MIT develops lightning fast 3D optical neuroimaging system
Based on principles of light-field microscopy, an international team of researchers has created a novel molecular imaging technique that allows three-dimensional scenes of an entire brain’s neural networks in milliseconds flat, officials from the Massachusetts Institute of Technology (MIT) announced May 19.
Scientists from MIT in Cambridge, Mass., the University of Vienna, as well as the Research Institute of Molecular Pathology, also in Vienna, have designed an imaging system that maps the neural activity of a living organism in a 3D cine format.

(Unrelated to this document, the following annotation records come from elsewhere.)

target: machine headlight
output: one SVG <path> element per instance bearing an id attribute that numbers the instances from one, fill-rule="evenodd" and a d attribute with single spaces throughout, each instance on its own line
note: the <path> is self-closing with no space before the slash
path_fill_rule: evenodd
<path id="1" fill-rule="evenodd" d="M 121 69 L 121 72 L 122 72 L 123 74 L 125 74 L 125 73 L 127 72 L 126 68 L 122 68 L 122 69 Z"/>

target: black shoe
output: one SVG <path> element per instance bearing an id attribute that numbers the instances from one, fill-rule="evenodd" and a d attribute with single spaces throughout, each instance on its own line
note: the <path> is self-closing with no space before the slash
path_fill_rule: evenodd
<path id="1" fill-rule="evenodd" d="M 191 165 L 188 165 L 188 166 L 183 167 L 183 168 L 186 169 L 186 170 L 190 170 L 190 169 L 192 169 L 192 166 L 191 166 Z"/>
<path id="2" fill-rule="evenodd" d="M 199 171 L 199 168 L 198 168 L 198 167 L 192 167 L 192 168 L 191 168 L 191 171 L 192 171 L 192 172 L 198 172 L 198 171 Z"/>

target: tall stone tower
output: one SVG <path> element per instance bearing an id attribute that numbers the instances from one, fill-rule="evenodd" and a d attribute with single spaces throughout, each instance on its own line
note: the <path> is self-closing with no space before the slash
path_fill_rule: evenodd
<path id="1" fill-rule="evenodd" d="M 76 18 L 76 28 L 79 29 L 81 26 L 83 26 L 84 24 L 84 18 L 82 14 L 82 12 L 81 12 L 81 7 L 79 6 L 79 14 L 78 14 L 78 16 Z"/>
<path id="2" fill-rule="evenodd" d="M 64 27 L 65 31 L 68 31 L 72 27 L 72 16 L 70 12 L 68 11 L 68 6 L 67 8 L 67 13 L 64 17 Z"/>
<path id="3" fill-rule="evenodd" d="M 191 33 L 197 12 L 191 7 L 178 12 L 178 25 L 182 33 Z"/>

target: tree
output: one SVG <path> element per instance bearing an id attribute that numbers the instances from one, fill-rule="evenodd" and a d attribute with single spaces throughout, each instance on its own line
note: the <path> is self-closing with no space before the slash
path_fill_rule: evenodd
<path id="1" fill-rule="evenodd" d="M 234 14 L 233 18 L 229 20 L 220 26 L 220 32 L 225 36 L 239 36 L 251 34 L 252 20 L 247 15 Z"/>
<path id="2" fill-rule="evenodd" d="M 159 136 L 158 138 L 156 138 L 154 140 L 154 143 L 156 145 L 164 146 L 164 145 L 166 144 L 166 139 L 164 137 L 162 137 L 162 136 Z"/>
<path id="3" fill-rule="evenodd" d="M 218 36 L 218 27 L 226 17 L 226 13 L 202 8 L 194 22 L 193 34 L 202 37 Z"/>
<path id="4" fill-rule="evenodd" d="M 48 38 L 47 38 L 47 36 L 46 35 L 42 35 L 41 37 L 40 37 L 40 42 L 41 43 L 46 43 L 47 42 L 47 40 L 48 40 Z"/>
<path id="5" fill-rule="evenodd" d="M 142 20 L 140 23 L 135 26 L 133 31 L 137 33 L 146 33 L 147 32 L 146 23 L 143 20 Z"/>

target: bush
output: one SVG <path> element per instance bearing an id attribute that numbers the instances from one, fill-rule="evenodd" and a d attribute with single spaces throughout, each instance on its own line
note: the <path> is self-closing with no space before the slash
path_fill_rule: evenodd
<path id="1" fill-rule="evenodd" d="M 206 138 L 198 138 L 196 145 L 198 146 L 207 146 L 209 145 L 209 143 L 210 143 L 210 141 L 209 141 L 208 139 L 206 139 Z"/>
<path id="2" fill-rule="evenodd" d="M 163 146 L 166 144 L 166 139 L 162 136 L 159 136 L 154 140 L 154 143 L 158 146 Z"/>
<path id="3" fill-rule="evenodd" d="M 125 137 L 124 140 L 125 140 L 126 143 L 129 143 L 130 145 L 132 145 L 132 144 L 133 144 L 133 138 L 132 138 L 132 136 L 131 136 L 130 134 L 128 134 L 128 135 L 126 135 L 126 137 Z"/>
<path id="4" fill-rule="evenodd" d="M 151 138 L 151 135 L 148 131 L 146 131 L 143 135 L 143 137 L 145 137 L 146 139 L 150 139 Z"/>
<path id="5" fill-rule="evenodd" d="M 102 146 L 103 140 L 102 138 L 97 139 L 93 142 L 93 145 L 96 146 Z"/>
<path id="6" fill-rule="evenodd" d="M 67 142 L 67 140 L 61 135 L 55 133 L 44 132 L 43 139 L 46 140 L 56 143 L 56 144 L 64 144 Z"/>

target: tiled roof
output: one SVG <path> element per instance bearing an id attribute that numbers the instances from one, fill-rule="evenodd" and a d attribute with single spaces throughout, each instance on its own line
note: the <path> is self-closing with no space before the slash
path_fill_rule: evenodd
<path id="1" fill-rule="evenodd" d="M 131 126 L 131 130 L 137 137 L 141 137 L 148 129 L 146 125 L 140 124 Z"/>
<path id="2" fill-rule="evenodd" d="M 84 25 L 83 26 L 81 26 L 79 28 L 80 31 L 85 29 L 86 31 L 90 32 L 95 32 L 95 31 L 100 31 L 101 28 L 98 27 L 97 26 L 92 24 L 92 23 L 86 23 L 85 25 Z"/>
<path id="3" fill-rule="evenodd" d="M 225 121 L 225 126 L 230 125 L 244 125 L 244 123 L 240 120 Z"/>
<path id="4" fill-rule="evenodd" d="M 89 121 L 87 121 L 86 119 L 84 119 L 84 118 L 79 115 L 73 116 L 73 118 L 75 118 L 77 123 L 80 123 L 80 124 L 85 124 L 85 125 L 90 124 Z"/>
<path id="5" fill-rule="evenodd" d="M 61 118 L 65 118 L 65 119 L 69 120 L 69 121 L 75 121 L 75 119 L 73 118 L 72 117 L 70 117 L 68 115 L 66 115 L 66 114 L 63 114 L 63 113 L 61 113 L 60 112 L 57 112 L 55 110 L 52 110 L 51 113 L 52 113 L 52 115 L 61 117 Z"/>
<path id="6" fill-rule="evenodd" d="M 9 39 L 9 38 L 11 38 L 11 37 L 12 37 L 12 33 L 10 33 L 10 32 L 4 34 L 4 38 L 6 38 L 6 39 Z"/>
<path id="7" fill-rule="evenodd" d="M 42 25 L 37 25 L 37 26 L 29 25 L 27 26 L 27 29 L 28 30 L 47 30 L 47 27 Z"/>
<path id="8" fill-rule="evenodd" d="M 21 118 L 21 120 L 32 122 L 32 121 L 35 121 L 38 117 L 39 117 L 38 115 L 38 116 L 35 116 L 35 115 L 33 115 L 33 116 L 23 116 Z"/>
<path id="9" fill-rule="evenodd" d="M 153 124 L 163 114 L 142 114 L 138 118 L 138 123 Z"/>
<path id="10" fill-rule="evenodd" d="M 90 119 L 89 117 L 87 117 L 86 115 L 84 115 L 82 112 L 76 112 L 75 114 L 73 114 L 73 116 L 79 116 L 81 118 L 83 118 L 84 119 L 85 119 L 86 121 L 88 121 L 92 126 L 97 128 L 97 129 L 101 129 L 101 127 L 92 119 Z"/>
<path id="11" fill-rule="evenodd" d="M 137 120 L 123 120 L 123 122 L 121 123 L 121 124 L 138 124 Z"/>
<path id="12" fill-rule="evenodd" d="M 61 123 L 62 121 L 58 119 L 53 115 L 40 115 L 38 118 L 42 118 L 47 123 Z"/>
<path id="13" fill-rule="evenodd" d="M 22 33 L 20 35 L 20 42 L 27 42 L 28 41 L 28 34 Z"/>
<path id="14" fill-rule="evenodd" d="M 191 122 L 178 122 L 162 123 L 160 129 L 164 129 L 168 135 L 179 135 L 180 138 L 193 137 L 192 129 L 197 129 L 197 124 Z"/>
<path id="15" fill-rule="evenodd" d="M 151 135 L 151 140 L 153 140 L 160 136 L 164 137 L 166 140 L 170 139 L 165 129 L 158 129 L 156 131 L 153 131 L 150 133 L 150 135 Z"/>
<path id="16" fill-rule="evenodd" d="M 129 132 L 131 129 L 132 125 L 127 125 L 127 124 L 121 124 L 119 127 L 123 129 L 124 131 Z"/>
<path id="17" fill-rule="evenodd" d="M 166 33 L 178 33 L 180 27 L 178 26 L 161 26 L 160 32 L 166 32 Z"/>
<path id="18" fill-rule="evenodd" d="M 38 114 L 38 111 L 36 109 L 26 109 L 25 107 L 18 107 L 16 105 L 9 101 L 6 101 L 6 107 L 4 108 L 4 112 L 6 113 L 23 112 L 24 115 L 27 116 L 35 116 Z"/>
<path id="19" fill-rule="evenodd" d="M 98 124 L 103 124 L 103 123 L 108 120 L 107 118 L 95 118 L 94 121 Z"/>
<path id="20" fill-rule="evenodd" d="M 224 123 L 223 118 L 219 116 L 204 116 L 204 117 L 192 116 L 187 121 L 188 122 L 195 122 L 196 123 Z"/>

“Looking at the activity of just one neuron in the brain doesn't tell you how that information is being computed,” remarked Ed Boyden, associate professor of biological engineering and brain and cognitive sciences at MIT. “If you want to understand how information is being integrated from sensation all the way to action, you have to see the entire brain.”
The research team put their technique to the test with a recent study of the entire brain of a zebra fish larva and the entire nervous system of a Caenorhabditis elegans worm, ideal for this research. It is the only organism that has neural networks that have been mapped out previously in order to test the new system, which works by measuring light angles. This is the first instance of high-speed, large-volume, 3D and whole-brain neuro light-field microscopy. The sample produces somewhere around 400 points of light that shoot toward a series of lenses. These points of light are united with a special algorithm to produce a 3D pattern of neuronal activity.
“We don't really know, for any brain disorder, the exact set of cells involved,” added Boyden. “The ability to survey activity throughout a nervous system may help pinpoint the cells or networks that are involved with a brain disorder, leading to new ideas for therapies.”
The scientists are also devising a plan to introduce the technique to the realm of optogenetics, which combines optical imaging with genetic engineering that could potentially control specific neural firing.